Thursday 5 May 2011

Who Controls Financial Markets in Canada? Individual vs Institutional Investors

Have you ever been annoyed at those breathless news reports on market moves? You know what they are - "investors today have been spooked/cheered by the quarterly inflation figures / credit crisis in Greece / nuclear incident / trade figures / royal wedding / hurricane / terrorist killing" etc (in fact, often it seems that the person writing the text merely attaches the market result, whatever it is, to the current headline news item of the day, good or bad. For those who believe that markets are random, the random association of events to ups and downs makes a certain sense I suppose.)

Anyhow, on reading these news reports, I find myself muttering that it wasn't me, I didn't do it! I have a portfolio apportioned amongst fixed percentages of various passive ETFs and I only trade when rebalancing, taking money out, or buying more. Even when I do trade, my amounts are so puny and I almost always place orders at market price, it cannot make a jot of difference to move markets up or down.

So who does have enough heft in the market to influence things, individual or institutional investors? Are there a few super-rich individual investors with enough money to manipulate things, or is it the mass of ordinary Canadians? Are the mainstream mutual funds the heavyweights or is it the pension funds? It seems to be really difficult to find out through simple Googling but here is what I found out, with admitted uncertainty through some of the guesstimation I've had to do. This is all 2009 data, which seems to be the most common recent data available. The grand total of financial assets in 2009 was $1713.3 billion. Here is the breakdown of who more or less controls or decides how to invest the money (as opposed to who it may belong to or for whose benefit it is being invested).

1) Pension Funds - $898.1 billion 52% share
This is only the top 102 funds - the 100 biggest from the Benefits Canada 2010 report plus the two biggest funds of all in Canada, the Caisse de dépôt et placement du Québec ($131.6 billion in net assets) and the Canada Pension Plan Investment Board ($105.5 billion). Interesting fact - these two plus the top 10 of the Benefits Canada list are all government or public servant plans and together they control about 1/3 of total financial assets in Canada. Reminds one of an old joke ... "what is the difference between capitalism and communism? ... capitalism is the exploitation of man by man while communism is the reverse".

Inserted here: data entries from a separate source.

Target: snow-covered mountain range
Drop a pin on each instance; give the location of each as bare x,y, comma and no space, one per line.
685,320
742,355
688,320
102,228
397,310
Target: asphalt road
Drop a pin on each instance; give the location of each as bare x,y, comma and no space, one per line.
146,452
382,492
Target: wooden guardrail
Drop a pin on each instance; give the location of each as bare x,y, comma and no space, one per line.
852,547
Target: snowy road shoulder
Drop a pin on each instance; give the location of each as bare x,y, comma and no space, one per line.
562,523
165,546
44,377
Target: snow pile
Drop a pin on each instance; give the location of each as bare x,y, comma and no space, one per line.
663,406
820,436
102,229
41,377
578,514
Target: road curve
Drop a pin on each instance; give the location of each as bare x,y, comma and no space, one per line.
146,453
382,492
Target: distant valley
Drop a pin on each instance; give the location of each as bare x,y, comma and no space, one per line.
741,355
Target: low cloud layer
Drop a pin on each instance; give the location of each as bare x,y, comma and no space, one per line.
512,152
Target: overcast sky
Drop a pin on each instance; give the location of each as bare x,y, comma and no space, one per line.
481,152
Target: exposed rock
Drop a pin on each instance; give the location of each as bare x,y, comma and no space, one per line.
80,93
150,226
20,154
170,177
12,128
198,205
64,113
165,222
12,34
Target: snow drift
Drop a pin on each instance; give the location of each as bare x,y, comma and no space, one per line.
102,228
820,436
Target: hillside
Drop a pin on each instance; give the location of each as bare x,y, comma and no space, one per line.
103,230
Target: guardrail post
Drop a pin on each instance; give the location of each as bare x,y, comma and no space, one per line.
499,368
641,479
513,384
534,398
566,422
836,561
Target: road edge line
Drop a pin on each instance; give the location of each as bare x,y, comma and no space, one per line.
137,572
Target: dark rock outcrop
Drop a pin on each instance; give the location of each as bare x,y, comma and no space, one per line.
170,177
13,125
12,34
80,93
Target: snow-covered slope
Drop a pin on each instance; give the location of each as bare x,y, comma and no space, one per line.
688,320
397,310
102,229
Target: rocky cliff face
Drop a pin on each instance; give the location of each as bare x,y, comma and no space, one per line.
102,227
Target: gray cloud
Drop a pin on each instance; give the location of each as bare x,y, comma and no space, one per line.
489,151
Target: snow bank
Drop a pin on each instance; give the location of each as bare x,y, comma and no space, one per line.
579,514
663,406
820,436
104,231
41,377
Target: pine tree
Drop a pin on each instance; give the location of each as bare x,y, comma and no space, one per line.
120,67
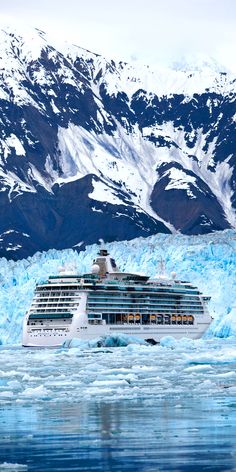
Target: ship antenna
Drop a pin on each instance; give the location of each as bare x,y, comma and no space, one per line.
162,266
103,251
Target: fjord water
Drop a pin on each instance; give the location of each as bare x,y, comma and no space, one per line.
143,408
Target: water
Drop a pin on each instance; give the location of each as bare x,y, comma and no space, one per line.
137,408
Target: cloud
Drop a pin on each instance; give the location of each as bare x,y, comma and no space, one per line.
151,31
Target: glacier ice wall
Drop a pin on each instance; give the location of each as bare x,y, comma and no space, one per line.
209,261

2) Mutual Funds - $595.2 billion, 35% share
(source IFIC reports)

3) The Mega-Rich $140 billion and the Quite Rich guesstimate. $40 billion, combined 11% share
The Mega-Rich cutoff in 2009 was $1 billion for the 55 richest Canadians (see Wikipedia List of Canadians by net worth). For the Quite Rich I had to guess that the next 100, down to about $200 million in assets, might hold around $40 billion in total at an average $400 million each.

4) The Hoi Polloi (that's you and me the retail investor) - $40 billion, 2% share
I'm being optimistic here I think, assigning an average $1200 in directly held investments of stocks, bonds and ETFs (i.e. not owned within pensions or mutual funds) or so to each of the remaining 33 million Canadians. For comparison, consider that the total market value of Canadian ETFs in 2009 was $33.7 billion according to TMX Money.

Let's put a personal face on it. Today when the TSX go down or up we can point the finger at Michael Sabia (Caisse CEO), David Denison (CPPIB) or maybe Jim Leech (OTPP). One thing for sure, it wasn't me.

PS came across figures for the USA ... John Bogle said in the Wall Street Journal in Jan. 2010 that insititutional investors control 70% of US shares, with mutual funds 26%, private pension plans 11% and government pension plans 9%.